MSF tweeted on Sunday that the Italian coast guard left the Aquarius between Italy and Malta, instructing it to “hold its position.”

MSF has used very measured language to describe the unfolding crisis at sea, calling the refusal of entry by Malta and Italy as a “diplomatic standoff” in its tweet. That is certainly not how Salvini and the League party he leads view migration. He has vowed to not only stop irregular migration, but to deport roughly 500,000 of what he describes as “illegal” migrants.

There’s neither diplomatic language nor talk of treaties in his messaging.

“All states have a duty under international law to allow people to request asylum at the border,” said De Pieri. And that’s the loophole Italy has created for itself; its coast guard effectively tells the Aquarius to hold its position away from the border, where legally, those on board cannot seek asylum.

This is essentially taking a page out of Australia’s playbook, which has authorities — sometimes with the help of paid criminal syndicates — turning boats away from Australian shores or detaining asylum seekers in prison-like camps on island nations such as Manus and Nauru, for years.

Denise Bell, researcher for refugee and migrant rights at Amnesty International U.S., said that Italy and Malta are not meeting their obligation under international law.

“What we see is what we call an externalization of the international protection system of asylum … an undermining of international obligations to offer asylum in a meaningful way, and that is troubling because we see it growing again and again and again,” Bell said.

She added that the United States, under the Trump administration, “is effectively dismantling our refugee admissions program and trying to detour people from their right to seek asylum at our borders.”

Under President Donald Trump, the United States has implemented a Muslim ban, preventing refugees (and visitors) from a number of Muslim-majority countries from entering the United States while also instituting a major border crackdown, which now formally includes separating children from their parents when they enter the country.

Over the weekend, we learned about a Honduran man who, having had his six-year-old child ripped from his arms by U.S. law enforcement, committed suicide while in custody.

An Eritrean man also killed himself en route to being deported to his country after he was denied asylum in the United States.

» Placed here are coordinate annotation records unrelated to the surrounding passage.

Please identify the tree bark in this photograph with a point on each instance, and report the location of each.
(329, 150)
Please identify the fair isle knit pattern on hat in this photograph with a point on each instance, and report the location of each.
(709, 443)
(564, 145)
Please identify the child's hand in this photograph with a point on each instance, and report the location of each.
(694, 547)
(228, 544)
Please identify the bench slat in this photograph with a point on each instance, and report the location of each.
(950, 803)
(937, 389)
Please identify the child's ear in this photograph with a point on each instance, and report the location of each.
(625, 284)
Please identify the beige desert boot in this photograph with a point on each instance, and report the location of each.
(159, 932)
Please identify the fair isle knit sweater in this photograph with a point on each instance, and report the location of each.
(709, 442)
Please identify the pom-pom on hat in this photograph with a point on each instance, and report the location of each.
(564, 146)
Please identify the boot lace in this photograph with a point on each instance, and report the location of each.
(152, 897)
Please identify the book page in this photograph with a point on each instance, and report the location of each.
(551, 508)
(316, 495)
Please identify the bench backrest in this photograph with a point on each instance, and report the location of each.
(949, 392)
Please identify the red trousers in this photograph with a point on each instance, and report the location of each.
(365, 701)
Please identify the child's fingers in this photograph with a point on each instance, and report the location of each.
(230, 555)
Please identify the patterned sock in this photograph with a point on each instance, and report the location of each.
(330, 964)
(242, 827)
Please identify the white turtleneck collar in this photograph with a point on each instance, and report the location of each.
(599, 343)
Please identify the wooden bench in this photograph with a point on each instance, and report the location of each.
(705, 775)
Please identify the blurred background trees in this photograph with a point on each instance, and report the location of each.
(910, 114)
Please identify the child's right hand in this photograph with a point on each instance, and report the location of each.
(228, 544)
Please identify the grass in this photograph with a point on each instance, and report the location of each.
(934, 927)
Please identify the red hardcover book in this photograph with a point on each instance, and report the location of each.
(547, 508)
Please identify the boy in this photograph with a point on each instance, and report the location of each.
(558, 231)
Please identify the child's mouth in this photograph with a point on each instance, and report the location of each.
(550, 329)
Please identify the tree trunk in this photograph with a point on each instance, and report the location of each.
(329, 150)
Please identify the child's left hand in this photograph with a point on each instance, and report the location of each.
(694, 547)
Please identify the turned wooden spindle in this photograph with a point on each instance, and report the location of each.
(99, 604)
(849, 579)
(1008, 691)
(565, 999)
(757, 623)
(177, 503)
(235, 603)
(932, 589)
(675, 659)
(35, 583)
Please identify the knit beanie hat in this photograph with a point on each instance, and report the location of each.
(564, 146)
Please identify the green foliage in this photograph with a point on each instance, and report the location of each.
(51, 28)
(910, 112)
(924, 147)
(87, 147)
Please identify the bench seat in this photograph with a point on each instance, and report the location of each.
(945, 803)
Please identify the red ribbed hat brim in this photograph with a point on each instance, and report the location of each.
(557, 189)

He took his life while in the holding area in Cairo International Airport, the Associated Press reported. The man, who had entered the United States from the southern border, had been detained for 16 months and listed “fear of returning to his country” as his reason for seeking refugee status.

“These are unnecessary policies, these are cruel policies, these are harming people who are seeking safety … and also, in the case of the U.S., they have a right to seek asylum. It’s not just international law, it’s U.S. law,” said Bell.